Expert Insights: Abbvie’s EU Outlook Dims as Discounts Deepen on Humira Biosimilars

26th November 2018 (Last Updated August 9th, 2019 11:35)

Rose Joachim, PhD, Immunology Analyst, GlobalData, examines the impact of newly approved biosimilars on AbbVie’s Humira

Expert Insights: Abbvie’s EU Outlook Dims as Discounts Deepen on Humira Biosimilars

In October, five biosimilar versions of AbbVie’s blockbuster Humira were given the green light to launch in the EU. Humira sales constitute between 55 percent and 60 percent of AbbVie’s revenues outside the U.S., and the effects of this biosimilar launch have been a focus of industry-wide discussion. In the company’s much-anticipated Q3 earnings call, AbbVie representatives painted investors a clearer picture of what to expect from biosimilar entry.

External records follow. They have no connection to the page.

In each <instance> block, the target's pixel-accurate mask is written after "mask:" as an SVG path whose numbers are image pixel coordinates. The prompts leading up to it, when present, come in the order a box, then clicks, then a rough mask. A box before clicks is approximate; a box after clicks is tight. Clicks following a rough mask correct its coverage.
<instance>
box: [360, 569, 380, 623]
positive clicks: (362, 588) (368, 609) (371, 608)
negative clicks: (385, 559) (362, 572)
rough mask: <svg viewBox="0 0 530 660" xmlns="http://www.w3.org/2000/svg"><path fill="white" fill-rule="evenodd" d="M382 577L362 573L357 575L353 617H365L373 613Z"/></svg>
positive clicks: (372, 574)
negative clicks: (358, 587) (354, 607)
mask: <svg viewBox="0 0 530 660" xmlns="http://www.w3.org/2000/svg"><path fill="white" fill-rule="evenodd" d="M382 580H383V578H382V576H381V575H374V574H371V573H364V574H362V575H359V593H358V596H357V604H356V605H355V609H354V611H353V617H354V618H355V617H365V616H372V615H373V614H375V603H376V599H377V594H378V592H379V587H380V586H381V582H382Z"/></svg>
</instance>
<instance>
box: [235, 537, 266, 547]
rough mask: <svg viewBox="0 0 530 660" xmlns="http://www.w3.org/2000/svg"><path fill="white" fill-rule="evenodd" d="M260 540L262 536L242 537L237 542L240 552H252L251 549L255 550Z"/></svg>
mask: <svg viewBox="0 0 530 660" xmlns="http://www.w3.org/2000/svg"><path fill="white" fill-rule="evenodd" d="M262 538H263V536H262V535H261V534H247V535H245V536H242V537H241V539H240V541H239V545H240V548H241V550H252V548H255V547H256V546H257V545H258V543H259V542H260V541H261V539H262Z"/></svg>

In particular, the company disclosed that biosimilar discounts in the EU were averaging 10 percentage points higher than anticipated. In response, AbbVie has currently adjusted its projections for international sales erosion from 18−20 percent to 26−27 percent. Due to remaining uncertainty in pricing negotiations, this range is likely to shift even further by the end of the year.

For AbbVie, the Stakes are High

During the Q3 earnings call, AbbVie reported that discounts on Humira biosimilars were at the “higher end of the planning scenario,” ranging from a modest 10 percent to a striking 80 percent. This 80 percent discount is likely the root of a puzzling report that broke two days earlier that stated AbbVie had won a “national biosimilar tender” and would offer Humira at this staggering discount. Without any specifics regarding where the tendering agreement was established, many analysts and investors wondered whether the effects would be EU-wide. These fears manifested in a 4 percent dip in AbbVie’s stock price that day.

However, in the Q3 earnings call, AbbVie explained that these exceptionally high biosimilar discounts were actually an exception, found in several Nordic countries, which represented only 4–5 percent of the company’s total international revenues for Humira. AbbVie stated that the level of discounting in these markets was not a surprise. Tendering agreements for public procurement of biologics in these countries follow a “winner-takes-all” approach, meaning that the best-priced drug within the entire TNF inhibitor class obtains preferential prescription status. The stakes are high, which drives down prices dramatically.

Based on prior experience, AbbVie representatives posited that discounts as deep as those seen in the Nordic tender nations would not migrate to other markets. Although pricing for Humira biosimilars is not yet publicly available for all 5EU nations, pricing in France and Italy does appear to be on par with that for previous biosimilar products. In France, Amgevita, Imraldi, and Hyrimoz are all priced at a 25 percent discount from Humira and in Italy, Imraldi and Amgevita are discounted by 21 percent and 11 percent, respectively. It is unlikely that any of the remaining five EU countries will have discounts that far surpass established precedents.

Biosimilar Erosion to Affect AbbVie’s Bottom Line?

Despite some adjustments to future expectations, AbbVie assured investors that Humira sales were still strong, with sales guidance for FY 2018 estimated at $6.3B internationally (4 percent higher than sales in 2017) and $13.7B in the US (11 percent higher than sales in 2017). It is likely that Humira biosimilar discounts are higher than expected because of the sheer number of products launched simultaneously.

Although it does appear that AbbVie has the situation under control, there is still a decent amount of uncertainty regarding how biosimilar erosion will affect AbbVie’s bottom line. AbbVie representatives explained that while two thirds of the total international revenues are “locked,” meaning that the pricing and volume estimates are established and fairly concrete, the other one third is under negotiation and is still likely to change. This final piece of the puzzle is expected to be revealed at the Q4 earnings meeting.